In seinem Geschäft „ReUse” in der Wilhelminenhofstraße 49 in Oberschöneweide holt Stöhr seit 2017 defekte Computer und Handys zurück ins Leben. Dass es den Laden überhaupt gibt, verdankt er einem Zufall. Kurz bevor er seine Umschulung zum Systemelektroniker beendete, hatte die Deutsche Telekom bundesweit 20.000 Stellen gekürzt – und überschwemmte den Markt mit Fachkräften.

„Eigentlich ist das ein sehr nachgefragter Beruf. Von unserer Gruppe hat damals aber nur eine Person eine Festanstellung gefunden”, erzählt Stöhr. Der Rest sei direkt wieder zum Jobcenter gelaufen.

Ladeneröffnung vor sieben Jahren

Über ein Praktikum war er bereits 2005 mit dem Verein Lokale Agenda Treptow-Köpenick in Kontakt gekommen; der plante zu dem Zeitpunkt ein Projekt mit Arbeitslosen, die gebrauchte Technik wieder aufarbeiten sollten. Einige Jahre später gründete Stöhr mithilfe einiger Vereinsmitglieder den Laden in Oberschöneweide, der seit 2017 geöffnet ist und den er mit Katja Sirotkin zusammen führt.
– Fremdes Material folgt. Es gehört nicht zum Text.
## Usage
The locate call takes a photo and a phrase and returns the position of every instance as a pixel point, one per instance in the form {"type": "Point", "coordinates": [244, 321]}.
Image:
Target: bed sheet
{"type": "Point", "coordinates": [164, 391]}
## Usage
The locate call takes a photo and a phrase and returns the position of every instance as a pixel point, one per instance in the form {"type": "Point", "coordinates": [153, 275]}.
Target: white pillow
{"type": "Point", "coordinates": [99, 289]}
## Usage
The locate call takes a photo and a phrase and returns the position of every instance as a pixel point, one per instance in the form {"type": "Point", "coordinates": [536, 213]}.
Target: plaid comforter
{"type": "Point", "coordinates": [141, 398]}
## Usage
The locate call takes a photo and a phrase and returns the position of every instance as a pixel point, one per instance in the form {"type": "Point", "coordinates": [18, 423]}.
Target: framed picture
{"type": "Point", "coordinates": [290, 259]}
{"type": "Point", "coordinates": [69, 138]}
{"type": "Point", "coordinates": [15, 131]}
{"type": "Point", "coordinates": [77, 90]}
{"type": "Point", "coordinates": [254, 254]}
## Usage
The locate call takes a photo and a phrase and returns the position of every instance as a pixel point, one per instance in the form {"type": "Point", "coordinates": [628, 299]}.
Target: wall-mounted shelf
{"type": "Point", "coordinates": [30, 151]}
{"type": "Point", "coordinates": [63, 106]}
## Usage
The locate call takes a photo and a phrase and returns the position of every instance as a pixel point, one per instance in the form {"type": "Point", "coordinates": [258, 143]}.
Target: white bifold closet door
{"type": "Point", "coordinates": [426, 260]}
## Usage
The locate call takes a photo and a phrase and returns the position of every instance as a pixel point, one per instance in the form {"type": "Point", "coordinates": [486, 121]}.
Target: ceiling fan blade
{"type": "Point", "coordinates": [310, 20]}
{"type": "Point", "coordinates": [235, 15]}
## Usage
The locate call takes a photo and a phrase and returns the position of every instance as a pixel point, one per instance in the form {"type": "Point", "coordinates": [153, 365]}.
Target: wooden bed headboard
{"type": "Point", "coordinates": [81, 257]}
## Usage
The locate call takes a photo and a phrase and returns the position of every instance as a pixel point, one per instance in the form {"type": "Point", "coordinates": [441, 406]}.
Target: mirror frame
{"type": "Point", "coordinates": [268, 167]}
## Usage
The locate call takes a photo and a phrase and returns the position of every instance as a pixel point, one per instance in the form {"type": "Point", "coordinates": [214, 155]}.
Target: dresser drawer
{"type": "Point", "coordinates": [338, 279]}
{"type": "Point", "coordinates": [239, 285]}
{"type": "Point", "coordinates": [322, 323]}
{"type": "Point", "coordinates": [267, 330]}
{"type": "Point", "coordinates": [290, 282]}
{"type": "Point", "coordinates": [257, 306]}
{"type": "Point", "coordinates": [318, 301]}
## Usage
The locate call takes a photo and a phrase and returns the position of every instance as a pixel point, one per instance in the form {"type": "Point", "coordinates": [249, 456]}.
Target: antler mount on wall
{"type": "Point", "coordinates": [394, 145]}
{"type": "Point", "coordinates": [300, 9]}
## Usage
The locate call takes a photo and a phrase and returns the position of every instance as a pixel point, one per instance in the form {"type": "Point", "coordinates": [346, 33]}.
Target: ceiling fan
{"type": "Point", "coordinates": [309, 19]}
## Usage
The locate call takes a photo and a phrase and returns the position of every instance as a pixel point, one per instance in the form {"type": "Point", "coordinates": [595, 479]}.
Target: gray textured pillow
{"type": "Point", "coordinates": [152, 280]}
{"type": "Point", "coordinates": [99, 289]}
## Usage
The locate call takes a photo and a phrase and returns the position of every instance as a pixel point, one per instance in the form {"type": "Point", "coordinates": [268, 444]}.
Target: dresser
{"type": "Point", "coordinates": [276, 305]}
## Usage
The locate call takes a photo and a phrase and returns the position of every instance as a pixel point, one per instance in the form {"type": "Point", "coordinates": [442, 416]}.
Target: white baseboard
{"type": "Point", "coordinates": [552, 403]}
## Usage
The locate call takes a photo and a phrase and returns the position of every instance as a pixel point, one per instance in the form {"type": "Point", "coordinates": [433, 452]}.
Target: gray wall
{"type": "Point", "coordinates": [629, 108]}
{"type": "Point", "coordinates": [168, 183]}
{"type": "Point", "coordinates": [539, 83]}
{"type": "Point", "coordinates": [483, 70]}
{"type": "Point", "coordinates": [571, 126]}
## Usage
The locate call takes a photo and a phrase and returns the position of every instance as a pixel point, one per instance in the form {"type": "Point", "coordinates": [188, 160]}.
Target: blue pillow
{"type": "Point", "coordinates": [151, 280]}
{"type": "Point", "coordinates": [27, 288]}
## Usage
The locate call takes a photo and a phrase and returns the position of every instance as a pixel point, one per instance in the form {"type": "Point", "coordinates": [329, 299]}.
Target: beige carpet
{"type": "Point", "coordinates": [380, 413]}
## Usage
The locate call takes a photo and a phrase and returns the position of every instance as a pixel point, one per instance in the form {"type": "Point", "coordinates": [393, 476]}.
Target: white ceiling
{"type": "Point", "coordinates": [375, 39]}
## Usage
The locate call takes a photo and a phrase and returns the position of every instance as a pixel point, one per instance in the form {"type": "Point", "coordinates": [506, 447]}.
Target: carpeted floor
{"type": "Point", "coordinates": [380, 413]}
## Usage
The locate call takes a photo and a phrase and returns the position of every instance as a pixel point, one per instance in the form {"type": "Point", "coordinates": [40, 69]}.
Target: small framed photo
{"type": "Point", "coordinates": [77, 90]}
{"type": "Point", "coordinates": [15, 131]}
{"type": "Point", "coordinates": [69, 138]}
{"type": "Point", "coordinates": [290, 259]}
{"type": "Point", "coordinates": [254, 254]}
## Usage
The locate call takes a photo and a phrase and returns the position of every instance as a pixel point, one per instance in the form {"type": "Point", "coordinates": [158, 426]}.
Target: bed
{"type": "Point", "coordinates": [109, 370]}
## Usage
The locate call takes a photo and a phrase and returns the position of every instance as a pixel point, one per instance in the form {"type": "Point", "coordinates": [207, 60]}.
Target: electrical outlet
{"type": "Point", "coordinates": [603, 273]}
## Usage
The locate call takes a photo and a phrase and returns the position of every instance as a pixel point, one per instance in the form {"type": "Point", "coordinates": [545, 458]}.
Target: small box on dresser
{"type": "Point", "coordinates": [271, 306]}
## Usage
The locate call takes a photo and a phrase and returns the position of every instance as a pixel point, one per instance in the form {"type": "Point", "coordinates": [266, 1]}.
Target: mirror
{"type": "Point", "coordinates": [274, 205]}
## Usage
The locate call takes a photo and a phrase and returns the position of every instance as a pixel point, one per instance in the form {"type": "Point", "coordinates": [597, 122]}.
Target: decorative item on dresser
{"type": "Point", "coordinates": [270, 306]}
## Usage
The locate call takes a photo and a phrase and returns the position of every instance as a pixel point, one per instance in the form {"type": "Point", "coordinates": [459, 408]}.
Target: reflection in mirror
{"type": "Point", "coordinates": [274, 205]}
Das Angebot, Laptop oder Drucker hier fachmännisch wieder aufpäppeln zu lassen, werde gut angenommen, sagt Christof Stöhr. Während der Pandemie habe die Nachfrage nach Reparaturen allerdings stark abgenommen, auch die Dauerbaustelle der BVG auf der Wilhelminenhofstraße und der damit verbundene Schienenersatzverkehr habe zu teils massiven Umsatzeinbrüchen geführt: „Wir kämpfen ums Überleben.”

Hinzu komme, dass viele Menschen gar nicht versuchen würden, defekte Gerätschaften wieder zum Laufen zu bringen und sie lieber durch Neuware ersetzen. Technikfirmen – und nicht nur diese – legen es oft darauf an, dass ihre Produkte nur begrenzt haltbar sind; Software, zum Beispiel Betriebssysteme bei Smartphones, werden so schnell aktualisiert, dass sie auf älteren Modellen nicht mehr funktionieren.

„Wegwerfen ist umweltschädlich“

„Obsoleszenz” lautet der Fachbegriff dafür. „Dadurch entstehen aber nur Unmengen an Schrott, vieles kann oder wird nicht recycelt. Das sehe ich sehr kritisch, denn es ist umweltschädlich. Und es entspricht auch absolut nicht meiner Philosophie”, sagt Stöhr.

Sein Vater sei handwerklich sehr begabt gewesen und habe viel für Freunde und Bekannte repariert – das habe er wohl übernommen. Bevor er Sachen wegwerfe, müssten sie schon wirklich irreparabel kaputt sein. Beschädigte Grafikkarten oder Lüftungen bei Laptops bringt er binnen weniger Stunden wieder in Ordnung: „Bis zurück zum 486er kann ich eigentlich alles wieder instandsetzen.”

Christof Stöhr und Katja Sirotkin bieten außerdem regelmäßig Abende an, an denen Berlinerinnen und Berliner ihre Technik vor Ort unter ihrer fachkundigen Anleitung selbst reparieren können.

Seit dem 17. September können sie überdies einen Reparaturbonus bei der Senatsverwaltung für Mobilität, Verkehr, Klimaschutz und Umwelt beantragen, der einen Teil der Kosten für die Ersatzteile deckt und das Reparieren oder reparieren lassen attraktiver machen soll. „Bei uns steht das Telefon im Moment nicht mehr still”, sagt Christof Stöhr, viele Menschen hätten Fragen und wollten sofort loslegen.

Sein Wunsch wäre es aber, dass seine „Hilfe zur Selbsthilfe”, wie er es nennt, noch populärer wäre. „Kinder und Jugendliche sollten in der Schule nicht nur lernen, wie man mit Technik umgeht, sondern auch, dass und wie man sie reparieren kann.” Vorstellbar wären Workshop-Reihen oder Arbeitsgemeinschaften, doch die Initiative müsste von den Schulen und Lehrkräften ausgehen, sagt Stöhr. „Wenn sie auf uns zukommen: Wir sind zu allem bereit!”